Small Language Models for Tabular Data
Benjamin L. Badger

TL;DR
This paper demonstrates that small language models can effectively perform classification and regression on small, poorly curated tabular datasets by encoding inputs as character sequences, achieving high accuracy and interpretability.
Contribution
It introduces a novel approach of applying small language models to tabular data without explicit feature engineering, showing their capacity for representation learning and input attribution.
Findings
Small models achieve record classification accuracy on tabular data.
Models form useful feature embeddings even without explicit feature knowledge.

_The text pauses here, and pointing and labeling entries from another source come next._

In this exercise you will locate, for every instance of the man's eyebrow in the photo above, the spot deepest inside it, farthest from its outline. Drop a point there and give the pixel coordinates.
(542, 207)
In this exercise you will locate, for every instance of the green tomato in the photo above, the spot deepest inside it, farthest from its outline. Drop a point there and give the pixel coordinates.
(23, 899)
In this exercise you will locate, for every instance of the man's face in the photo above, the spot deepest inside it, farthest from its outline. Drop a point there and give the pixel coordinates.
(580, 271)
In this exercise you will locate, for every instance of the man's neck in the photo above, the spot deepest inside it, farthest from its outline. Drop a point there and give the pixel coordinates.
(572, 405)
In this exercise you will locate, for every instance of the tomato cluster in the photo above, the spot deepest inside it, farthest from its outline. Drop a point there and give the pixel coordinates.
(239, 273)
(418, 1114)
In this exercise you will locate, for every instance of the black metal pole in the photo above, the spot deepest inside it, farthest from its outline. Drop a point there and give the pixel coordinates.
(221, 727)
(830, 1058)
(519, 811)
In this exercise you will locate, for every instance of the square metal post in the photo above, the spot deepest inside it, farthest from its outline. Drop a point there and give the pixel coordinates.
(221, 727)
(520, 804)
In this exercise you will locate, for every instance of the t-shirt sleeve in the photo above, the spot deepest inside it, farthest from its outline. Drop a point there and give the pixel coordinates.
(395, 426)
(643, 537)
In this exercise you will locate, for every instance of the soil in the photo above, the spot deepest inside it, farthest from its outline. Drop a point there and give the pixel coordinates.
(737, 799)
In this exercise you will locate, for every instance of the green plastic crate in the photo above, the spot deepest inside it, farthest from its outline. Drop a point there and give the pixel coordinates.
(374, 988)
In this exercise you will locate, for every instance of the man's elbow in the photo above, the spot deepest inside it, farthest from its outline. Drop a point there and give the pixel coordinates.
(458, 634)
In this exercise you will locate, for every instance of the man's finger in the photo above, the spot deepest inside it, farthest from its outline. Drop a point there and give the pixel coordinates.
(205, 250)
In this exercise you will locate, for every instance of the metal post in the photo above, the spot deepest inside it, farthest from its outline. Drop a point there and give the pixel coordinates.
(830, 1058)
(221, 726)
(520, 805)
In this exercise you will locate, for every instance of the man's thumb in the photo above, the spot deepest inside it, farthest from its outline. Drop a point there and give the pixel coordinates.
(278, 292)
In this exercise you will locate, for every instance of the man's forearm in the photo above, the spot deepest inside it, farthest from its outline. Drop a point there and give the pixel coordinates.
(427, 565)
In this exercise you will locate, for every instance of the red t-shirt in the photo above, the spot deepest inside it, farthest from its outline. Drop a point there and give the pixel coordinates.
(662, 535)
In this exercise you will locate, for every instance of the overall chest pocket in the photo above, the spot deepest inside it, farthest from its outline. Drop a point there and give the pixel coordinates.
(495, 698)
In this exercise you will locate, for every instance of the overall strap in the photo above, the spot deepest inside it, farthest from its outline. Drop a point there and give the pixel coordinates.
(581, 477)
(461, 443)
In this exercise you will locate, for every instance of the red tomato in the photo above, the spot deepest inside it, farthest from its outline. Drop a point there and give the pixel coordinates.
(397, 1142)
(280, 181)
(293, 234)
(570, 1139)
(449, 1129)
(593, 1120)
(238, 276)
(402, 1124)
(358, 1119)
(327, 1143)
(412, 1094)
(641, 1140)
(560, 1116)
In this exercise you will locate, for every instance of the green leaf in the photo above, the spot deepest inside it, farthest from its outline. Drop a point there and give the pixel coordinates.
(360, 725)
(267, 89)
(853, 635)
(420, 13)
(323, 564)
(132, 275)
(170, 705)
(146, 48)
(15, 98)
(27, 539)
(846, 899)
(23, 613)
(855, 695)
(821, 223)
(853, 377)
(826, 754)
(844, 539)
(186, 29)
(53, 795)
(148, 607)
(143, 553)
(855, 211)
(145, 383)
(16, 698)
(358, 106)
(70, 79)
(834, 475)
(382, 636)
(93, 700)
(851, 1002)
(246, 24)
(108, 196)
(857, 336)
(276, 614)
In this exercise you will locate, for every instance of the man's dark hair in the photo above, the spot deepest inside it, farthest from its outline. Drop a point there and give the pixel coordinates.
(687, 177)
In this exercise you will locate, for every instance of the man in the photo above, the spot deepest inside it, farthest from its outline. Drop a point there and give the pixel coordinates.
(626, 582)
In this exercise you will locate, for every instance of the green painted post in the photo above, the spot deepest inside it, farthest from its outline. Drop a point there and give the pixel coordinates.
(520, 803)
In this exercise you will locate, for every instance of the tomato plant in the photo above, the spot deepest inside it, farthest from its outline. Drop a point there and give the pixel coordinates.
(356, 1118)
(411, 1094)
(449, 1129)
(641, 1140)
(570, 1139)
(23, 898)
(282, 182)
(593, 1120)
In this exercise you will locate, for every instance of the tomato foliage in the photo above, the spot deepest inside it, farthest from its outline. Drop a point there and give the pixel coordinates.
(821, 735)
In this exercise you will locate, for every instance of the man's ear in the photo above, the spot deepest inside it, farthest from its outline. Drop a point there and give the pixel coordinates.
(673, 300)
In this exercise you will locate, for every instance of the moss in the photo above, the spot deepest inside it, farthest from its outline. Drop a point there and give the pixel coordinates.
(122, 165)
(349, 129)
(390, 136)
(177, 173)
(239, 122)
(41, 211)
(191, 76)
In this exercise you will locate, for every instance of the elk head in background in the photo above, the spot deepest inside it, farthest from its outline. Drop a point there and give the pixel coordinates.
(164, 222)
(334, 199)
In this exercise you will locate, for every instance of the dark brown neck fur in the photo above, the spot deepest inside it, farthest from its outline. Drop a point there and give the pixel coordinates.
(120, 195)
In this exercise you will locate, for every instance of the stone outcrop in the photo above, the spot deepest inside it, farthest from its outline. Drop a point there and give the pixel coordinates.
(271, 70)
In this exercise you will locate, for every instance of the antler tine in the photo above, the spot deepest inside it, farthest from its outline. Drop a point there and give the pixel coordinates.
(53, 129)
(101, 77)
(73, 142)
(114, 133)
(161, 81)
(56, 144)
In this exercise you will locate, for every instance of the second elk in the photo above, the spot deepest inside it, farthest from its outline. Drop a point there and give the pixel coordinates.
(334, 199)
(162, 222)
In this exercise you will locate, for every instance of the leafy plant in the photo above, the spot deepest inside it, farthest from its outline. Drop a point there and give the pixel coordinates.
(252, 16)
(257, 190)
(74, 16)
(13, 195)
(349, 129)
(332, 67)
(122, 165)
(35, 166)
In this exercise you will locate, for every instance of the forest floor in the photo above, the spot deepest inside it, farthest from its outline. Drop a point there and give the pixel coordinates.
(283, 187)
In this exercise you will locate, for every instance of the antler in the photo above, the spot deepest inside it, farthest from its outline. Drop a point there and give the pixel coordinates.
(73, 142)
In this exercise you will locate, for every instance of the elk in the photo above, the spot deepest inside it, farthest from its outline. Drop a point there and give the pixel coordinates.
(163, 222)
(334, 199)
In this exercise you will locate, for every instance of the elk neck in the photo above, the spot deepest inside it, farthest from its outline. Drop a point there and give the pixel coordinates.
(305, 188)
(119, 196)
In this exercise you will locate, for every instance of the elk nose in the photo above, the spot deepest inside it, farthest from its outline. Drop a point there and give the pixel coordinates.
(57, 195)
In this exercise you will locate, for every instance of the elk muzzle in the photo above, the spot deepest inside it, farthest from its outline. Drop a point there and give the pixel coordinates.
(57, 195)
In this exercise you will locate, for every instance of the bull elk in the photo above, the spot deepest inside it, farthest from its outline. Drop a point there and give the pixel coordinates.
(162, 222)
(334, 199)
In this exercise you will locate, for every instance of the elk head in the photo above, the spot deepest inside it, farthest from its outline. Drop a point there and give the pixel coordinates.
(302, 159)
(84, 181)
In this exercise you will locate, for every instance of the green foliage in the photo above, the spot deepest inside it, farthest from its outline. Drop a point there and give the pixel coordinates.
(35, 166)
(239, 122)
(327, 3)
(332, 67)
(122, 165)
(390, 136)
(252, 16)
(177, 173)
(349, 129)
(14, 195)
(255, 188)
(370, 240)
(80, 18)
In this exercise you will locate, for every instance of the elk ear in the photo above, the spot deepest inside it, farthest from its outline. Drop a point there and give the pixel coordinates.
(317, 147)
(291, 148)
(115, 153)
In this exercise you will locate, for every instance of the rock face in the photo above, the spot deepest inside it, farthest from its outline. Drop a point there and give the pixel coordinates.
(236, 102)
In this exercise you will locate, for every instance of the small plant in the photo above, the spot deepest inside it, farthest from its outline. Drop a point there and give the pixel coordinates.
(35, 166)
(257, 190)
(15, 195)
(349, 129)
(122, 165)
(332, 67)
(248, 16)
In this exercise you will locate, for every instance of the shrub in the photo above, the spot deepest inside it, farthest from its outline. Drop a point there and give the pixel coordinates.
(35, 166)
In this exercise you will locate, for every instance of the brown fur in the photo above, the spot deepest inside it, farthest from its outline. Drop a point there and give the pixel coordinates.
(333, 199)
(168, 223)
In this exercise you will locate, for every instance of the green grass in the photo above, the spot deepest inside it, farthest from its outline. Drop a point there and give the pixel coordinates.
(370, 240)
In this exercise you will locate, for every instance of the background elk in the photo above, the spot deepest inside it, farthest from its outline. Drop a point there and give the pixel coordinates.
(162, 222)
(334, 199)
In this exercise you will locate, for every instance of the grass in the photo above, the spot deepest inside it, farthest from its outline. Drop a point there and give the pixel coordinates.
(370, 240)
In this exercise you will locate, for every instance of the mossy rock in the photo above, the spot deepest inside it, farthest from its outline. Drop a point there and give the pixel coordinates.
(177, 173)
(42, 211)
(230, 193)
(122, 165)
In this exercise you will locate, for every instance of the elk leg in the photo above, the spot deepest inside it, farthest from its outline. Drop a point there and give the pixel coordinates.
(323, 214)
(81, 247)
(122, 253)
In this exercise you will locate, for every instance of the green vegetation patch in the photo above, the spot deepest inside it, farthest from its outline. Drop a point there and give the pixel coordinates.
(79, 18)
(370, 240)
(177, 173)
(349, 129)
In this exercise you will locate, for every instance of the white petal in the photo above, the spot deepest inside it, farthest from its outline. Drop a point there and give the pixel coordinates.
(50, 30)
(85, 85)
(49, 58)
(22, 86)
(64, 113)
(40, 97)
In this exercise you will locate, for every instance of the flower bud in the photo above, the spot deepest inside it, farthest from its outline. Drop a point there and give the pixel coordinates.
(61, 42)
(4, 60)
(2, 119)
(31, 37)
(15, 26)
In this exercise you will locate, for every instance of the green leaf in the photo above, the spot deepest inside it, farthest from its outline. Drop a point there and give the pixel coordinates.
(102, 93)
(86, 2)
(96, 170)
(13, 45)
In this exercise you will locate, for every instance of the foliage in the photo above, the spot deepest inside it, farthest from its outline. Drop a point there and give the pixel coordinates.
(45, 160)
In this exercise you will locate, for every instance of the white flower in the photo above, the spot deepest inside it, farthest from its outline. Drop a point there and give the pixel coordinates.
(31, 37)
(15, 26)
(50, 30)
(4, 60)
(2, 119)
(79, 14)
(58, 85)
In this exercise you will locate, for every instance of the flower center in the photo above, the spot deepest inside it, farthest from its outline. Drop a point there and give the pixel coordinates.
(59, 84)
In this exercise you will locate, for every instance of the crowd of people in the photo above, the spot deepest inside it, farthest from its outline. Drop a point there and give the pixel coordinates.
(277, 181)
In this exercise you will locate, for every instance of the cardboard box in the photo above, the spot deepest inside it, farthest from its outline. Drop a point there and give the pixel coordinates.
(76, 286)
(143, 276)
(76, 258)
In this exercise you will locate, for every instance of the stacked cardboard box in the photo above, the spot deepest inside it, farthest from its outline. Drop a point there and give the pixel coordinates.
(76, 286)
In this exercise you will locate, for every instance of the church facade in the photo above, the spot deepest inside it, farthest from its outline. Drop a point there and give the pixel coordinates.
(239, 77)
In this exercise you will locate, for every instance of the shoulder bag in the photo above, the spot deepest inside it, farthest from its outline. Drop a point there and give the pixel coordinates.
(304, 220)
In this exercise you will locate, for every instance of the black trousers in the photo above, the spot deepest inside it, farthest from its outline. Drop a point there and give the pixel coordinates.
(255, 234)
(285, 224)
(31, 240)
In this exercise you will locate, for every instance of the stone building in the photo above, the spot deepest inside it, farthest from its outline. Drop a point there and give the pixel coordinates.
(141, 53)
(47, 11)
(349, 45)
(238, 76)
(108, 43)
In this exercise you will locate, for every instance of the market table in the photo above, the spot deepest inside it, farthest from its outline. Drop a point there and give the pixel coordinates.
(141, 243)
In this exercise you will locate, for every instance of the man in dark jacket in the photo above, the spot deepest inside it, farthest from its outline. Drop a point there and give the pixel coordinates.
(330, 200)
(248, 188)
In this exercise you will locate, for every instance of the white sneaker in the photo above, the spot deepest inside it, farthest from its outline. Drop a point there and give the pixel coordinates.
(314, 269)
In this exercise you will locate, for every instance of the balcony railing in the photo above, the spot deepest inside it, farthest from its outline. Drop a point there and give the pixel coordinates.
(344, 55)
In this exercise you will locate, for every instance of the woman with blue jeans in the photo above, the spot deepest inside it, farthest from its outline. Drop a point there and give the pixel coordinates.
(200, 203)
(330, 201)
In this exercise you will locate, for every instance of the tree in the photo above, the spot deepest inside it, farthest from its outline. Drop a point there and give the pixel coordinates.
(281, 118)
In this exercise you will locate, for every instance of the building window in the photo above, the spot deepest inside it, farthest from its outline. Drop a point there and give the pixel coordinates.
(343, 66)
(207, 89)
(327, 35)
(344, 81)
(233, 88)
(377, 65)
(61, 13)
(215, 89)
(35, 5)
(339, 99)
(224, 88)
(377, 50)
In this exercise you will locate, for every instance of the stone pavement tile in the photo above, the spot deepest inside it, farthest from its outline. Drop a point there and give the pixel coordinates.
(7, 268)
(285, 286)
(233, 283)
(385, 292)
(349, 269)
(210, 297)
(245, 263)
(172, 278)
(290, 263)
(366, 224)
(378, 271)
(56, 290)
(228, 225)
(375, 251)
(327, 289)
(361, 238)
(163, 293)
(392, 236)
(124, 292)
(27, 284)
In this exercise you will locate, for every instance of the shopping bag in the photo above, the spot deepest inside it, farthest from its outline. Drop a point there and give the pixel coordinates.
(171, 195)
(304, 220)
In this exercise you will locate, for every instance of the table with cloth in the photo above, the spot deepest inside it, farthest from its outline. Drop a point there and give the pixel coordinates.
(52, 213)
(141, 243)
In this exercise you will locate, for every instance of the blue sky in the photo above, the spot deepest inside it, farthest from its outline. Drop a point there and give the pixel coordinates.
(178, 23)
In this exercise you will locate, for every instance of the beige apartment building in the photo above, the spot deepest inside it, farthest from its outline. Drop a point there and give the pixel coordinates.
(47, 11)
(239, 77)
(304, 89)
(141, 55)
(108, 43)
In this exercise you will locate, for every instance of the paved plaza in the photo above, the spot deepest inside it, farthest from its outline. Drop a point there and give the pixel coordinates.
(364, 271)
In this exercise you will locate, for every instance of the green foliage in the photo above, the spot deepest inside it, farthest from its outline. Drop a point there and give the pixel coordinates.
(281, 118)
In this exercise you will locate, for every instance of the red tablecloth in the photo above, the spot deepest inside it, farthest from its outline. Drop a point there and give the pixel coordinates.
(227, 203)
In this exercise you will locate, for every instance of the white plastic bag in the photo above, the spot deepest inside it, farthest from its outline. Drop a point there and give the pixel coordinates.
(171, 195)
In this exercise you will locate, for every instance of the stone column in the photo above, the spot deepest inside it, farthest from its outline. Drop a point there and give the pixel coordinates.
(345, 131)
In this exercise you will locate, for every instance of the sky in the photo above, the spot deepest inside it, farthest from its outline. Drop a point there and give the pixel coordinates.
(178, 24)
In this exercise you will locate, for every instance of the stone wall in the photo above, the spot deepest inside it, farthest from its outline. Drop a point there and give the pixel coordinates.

Input attribution enables understanding feature importance.
Abstract
Supervised deep learning is most commonly applied to difficult problems defined on large and often extensively curated datasets. Here we demonstrate the ability of deep representation learning to address problems of classification and regression from small and poorly formed tabular datasets by encoding input information as abstracted sequences composed of a fixed number of characters per input field. We find that small models have sufficient capacity for approximation of various functions and achieve record classification benchmark accuracy. Such models are shown to form useful embeddings of various input features in their hidden layers, even if the learned task does not explicitly require knowledge of those features. These models are also amenable to input attribution, allowing for an estimation of the importance of each input element to the model output as well as of which inputs…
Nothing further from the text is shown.